Rétrospective / Exposition / Performance Apichatpong Weerasethakul
Du 12 avril au 29 mai 2016
Kunstenfestivalarts et Cinéma Galeries, Galerie de la Reine 26 – 1000 Bruxelles
Le Cinéma Galeries présentait mercredi, dans sa rétrospective consacrée à Apichatpong Weerasethakul, un film rare du cinéaste : son troisième long métrage, dirigé en collaboration avec l’acteur principal Michael Shaowanasai, et dont la réalisation est intervenue en 2003 entre deux projets plus ambitieux (Blissfully Yours et Tropical Malady), afin de continuer à faire travailler sa boîte de production, Kick the Machine.
The Adventure of Iron Pussy prend la forme d’une parodie de film d’espionnage et de tout un pan du cinéma thaïlandais commercial, en y introduisant le personnage atypique d’Iron Pussy, agent-secret travesti. L’acteur et performeur Michael Shaowanasai reprend ici un personnage qu’il a créé dans des courts métrages et instaure autour de celui-ci un univers de série Z. Le film est une sorte de nanar assumé qui mêle comédie potache, romantisme dégoulinant et tableaux chantés et dansés, le tout entièrement doublé en post-production.

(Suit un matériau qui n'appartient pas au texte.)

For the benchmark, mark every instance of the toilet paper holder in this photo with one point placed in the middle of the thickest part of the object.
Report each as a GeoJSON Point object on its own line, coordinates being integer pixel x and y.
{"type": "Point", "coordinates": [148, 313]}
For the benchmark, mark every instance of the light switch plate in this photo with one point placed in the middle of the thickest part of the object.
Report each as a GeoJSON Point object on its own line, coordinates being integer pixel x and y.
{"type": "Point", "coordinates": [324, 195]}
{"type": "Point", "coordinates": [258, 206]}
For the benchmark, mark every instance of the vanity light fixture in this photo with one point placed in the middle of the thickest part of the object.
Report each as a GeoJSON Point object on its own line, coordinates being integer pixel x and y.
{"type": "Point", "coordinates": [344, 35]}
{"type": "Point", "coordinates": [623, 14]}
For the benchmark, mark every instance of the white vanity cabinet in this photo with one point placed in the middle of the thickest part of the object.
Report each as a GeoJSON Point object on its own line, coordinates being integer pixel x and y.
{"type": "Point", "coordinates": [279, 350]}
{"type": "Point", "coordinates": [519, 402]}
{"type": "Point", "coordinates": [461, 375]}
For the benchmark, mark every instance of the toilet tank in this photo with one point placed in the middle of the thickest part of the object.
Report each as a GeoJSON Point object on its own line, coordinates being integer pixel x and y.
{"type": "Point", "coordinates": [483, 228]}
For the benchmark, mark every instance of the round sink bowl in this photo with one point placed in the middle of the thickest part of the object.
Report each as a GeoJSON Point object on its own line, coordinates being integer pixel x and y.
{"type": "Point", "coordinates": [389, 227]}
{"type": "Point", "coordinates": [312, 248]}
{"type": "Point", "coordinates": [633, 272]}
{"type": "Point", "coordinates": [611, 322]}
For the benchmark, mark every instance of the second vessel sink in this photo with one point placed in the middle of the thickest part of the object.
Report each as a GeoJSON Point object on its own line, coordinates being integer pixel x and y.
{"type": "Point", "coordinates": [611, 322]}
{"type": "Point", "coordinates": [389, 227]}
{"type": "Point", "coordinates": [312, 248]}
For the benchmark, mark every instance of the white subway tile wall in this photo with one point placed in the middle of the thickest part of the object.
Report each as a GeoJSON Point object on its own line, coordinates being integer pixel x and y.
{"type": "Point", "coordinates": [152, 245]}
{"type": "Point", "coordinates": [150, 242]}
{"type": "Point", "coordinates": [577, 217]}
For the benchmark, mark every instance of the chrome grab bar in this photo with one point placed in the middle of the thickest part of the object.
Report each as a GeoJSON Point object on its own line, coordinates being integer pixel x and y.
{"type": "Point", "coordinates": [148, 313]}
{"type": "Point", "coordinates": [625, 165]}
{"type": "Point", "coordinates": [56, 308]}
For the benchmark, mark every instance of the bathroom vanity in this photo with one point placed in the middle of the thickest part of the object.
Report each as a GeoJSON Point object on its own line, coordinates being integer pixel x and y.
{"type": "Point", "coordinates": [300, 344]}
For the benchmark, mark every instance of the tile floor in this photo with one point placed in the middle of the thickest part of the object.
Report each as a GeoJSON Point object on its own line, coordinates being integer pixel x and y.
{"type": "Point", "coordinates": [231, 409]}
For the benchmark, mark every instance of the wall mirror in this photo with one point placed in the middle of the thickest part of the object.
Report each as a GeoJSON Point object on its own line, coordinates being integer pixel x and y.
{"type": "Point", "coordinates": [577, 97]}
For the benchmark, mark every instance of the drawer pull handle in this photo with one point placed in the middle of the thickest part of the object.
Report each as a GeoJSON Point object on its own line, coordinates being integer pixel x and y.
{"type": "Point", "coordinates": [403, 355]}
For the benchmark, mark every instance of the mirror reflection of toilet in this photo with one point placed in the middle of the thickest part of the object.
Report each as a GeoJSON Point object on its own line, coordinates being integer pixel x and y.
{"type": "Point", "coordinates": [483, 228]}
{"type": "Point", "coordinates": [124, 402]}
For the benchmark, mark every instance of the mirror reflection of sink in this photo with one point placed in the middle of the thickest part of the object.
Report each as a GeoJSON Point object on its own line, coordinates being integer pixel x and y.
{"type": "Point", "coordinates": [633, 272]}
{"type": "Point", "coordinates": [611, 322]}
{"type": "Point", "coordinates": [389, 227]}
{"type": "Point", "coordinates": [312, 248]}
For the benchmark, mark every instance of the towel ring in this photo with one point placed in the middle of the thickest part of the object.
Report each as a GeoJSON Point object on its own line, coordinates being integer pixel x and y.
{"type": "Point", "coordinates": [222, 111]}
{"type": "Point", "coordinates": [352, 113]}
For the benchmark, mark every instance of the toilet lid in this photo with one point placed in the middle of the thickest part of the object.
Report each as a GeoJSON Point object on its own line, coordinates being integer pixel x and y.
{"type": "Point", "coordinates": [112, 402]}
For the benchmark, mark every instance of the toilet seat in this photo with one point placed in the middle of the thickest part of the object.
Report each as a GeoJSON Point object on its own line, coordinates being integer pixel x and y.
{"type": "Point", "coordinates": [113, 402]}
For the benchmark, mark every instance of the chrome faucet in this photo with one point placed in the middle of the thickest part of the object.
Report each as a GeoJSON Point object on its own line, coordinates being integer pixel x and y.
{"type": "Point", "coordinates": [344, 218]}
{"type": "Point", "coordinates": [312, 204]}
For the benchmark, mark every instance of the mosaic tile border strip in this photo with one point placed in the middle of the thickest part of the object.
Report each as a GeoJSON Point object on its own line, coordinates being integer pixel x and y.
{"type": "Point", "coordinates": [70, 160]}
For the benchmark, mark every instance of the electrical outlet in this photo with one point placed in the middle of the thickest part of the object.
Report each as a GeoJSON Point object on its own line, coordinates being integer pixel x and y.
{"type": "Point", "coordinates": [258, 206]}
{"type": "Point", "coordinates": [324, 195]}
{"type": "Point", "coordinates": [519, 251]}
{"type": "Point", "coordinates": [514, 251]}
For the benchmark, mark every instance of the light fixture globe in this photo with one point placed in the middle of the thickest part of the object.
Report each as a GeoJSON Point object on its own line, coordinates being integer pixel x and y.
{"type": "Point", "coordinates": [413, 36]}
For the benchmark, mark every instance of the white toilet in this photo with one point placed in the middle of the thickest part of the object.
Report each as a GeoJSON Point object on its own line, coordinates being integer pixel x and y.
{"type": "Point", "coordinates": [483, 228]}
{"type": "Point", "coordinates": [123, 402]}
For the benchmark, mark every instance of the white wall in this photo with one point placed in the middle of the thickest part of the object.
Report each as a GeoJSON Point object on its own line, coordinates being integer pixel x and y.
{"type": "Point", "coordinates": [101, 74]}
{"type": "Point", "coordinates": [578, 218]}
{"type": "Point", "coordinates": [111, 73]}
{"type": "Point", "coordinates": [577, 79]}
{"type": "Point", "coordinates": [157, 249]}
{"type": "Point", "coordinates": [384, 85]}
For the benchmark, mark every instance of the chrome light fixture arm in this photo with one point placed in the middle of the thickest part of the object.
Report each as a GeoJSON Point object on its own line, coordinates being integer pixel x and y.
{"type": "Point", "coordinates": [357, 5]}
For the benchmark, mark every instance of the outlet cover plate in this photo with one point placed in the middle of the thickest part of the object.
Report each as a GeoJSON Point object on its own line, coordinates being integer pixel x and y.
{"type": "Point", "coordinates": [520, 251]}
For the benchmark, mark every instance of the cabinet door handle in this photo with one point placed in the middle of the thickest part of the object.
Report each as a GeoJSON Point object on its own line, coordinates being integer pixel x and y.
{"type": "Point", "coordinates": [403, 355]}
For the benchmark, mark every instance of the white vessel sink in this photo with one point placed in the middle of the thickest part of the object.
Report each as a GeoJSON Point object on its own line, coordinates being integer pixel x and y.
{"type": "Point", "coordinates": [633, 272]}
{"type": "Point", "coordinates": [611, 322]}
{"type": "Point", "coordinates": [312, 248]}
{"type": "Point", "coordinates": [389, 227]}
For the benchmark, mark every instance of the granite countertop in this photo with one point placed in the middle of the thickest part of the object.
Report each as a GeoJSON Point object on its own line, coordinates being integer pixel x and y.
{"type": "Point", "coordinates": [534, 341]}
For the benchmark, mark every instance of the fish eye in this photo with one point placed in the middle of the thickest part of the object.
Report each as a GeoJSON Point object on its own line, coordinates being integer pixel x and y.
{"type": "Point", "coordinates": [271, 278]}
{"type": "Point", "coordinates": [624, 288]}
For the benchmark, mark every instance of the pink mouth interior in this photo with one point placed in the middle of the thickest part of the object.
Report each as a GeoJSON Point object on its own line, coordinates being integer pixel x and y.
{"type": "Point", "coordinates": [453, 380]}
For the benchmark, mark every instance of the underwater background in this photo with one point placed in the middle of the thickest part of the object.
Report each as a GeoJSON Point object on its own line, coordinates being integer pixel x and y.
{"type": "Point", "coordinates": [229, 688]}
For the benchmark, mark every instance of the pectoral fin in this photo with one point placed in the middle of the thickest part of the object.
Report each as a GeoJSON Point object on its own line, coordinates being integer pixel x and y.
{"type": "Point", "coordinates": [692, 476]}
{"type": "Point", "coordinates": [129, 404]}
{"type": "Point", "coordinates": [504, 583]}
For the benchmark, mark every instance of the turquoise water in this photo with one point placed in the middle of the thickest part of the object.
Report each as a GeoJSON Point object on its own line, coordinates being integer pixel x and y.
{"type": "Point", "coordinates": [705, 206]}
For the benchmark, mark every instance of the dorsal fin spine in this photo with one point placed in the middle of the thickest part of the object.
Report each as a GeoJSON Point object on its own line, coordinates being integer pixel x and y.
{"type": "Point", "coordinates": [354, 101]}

Il en résulte donc une impression bizarre, le sentiment de voir l’indiscutable navet d’un grand cinéaste. Et pourtant, même dans un ensemble informe, d’abord amusant puis très vite lassant, on se prend à sauver l’une ou l’autre chose, comme ces séquences muettes entrecoupées d’intertitres, ou encore la façon dont est abordée la mutation sexuelle du personnage principal. Au début, Michael Shaowanasai passe de manière alternative de son costume d’Iron Pussy à son apparence quotidienne de petit chauve à lunette. Mais, à partir du moment où il est envoyé en mission au sein d’une riche famille aux occupations louches, il demeurera dans le rôle d’Iron Pussy jusqu’à la fin du film, désigné comme femme sans qu’aucune ambiguïté ni aucun doute ne soit possible.
Au final, ce petit film mineur a donc un gros potentiel de film culte, de par son apparence de nanar et surtout par son côté « queer » alternatif. Il demeurera probablement comme une curiosité dans la carrière de Weerasethakul, même une fois restauré – il devrait l’être au cours de l’année. En attendant, le Cinéma Galeries le présentait dans une copie Betamax, renforçant encore l’impression de voir un film confidentiel, perdu et retrouvé, aux dehors modestes mais à l’importance secrète. Pas sûr que cette impression demeure une fois le film nettoyé et remasterisé, passé au lissage d’une édition DVD ou Blu Ray finalement passe-partout.